Mugler Emily M, Patton James L, Flint Robert D, Wright Zachary A, Schuele Stephan U, Rosenow Joshua, Shih Jerry J, Krusienski Dean J, Slutzky Marc W
Bioengineering, University of Illinois at Chicago, 851 S. Morgan Street, Chicago, IL 60607, USA.
J Neural Eng. 2014 Jun;11(3):035015. doi: 10.1088/1741-2560/11/3/035015. Epub 2014 May 19.
Although brain-computer interfaces (BCIs) can be used in several different ways to restore communication, communicative BCI has not approached the rate or efficiency of natural human speech. Electrocorticography (ECoG) has precise spatiotemporal resolution that enables recording of brain activity distributed over a wide area of cortex, such as during speech production. In this study, we sought to decode elements of speech production using ECoG.
We investigated words that contain the entire set of phonemes in the general American accent using ECoG with four subjects. Using a linear classifier, we evaluated the degree to which individual phonemes within each word could be correctly identified from cortical signal.

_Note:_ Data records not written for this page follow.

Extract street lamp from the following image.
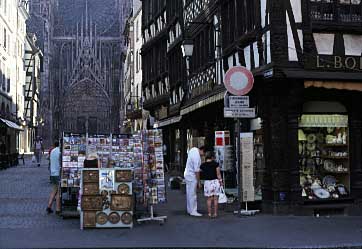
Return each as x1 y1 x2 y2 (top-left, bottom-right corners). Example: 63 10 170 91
181 39 194 77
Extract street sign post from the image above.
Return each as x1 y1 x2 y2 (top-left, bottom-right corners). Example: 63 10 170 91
224 66 254 96
229 96 249 108
224 66 256 215
224 107 255 118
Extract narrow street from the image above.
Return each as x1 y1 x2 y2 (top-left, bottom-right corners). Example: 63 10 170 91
0 157 362 248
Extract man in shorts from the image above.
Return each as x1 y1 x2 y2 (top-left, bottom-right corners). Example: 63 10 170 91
46 141 60 214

We classified phonemes with up to 36% accuracy when classifying all phonemes and up to 63% accuracy for a single phoneme. Further, misclassified phonemes follow articulation organization described in phonology literature, aiding classification of whole words. Precise temporal alignment to phoneme onset was crucial for classification success.
We identified specific spatiotemporal features that aid classification, which could guide future applications. Word identification was equivalent to information transfer rates as high as 3.0 bits s(-1) (33.6 words min(-1)), supporting pursuit of speech articulation for BCI control.
尽管脑机接口(BCI)可以通过多种不同方式用于恢复交流,但用于交流的BCI尚未达到自然人类言语的速度或效率。皮层脑电图(ECoG)具有精确的时空分辨率,能够记录分布在广泛皮质区域的脑活动,例如在言语产生过程中。在本研究中,我们试图使用ECoG解码言语产生的要素。
我们使用ECoG对四名受试者进行研究,调查包含通用美国口音中所有音素集的单词。使用线性分类器,我们评估了每个单词内各个音素能够从皮质信号中被正确识别的程度。
对所有音素进行分类时,我们对音素的分类准确率高达36%,对单个音素的分类准确率高达63%。此外,错误分类的音素遵循语音学文献中描述的发音组织,有助于对整个单词进行分类。与音素起始的精确时间对齐对分类成功至关重要。
我们识别出有助于分类的特定时空特征,这可以指导未来的应用。单词识别相当于高达3.0比特每秒(33.6个单词每分钟)的信息传输速率,支持为实现BCI控制而对言语发音进行的探索。